NTTドコモ吉澤社長4月16日、NTTドコモが15日に通信料金の値下げを発表したが、16日の株式市場では携帯電話大手3社の株価が軒並み上昇した。写真は吉澤社長、2016年7月撮影(2019年 ロイター/Toru Hanai)

[東京 16日 ロイター] - NTTドコモが15日に通信料金の値下げを発表したが、16日の株式市場では携帯電話大手3社の株価が軒並み上昇した。これまでは収益悪化懸念が上値を抑えていたが、新料金が値下げで先行する2社と同水準にとどまり、市場は値下げ競争の激化回避と受け止めた。総務省幹部はドコモの価格改定について第1弾としては評価したものの、さらなる競争の進展に期待感を示した。

 16日の東京株式市場で、ドコモとソフトバンクは一時5%超、KDDI(au)は一時6%超の上昇となった。「競争激化」などの文字が踊る報道とは裏腹に、市場は過度な競争は回避されたと受け止めた。
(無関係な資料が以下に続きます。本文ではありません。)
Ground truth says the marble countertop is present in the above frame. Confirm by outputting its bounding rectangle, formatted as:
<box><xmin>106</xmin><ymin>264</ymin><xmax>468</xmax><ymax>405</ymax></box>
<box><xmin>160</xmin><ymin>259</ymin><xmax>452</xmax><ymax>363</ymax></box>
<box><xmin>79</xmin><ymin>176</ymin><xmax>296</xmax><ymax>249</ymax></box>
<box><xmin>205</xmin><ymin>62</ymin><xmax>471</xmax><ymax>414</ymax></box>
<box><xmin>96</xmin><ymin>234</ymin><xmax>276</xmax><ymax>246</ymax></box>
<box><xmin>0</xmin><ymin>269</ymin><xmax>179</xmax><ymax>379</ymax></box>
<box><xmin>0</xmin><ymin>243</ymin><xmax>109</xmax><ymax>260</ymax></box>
 実際、ドコモが打ち出したデータ量をあまり使わない利用者向けの「ギガライト」はauの「ピタットプラン」に、大容量プランの「ギガホ」はソフトバンクの「ウルトラギガモンスター+」に追随した印象を受ける。

 国内証券関係者からは「ドコモが率先して値下げ競争を仕掛けることにはならなかった。これまで値下げ競争への懸念で売られていたが、安心感から買い戻しが入っている」との声が出ていた。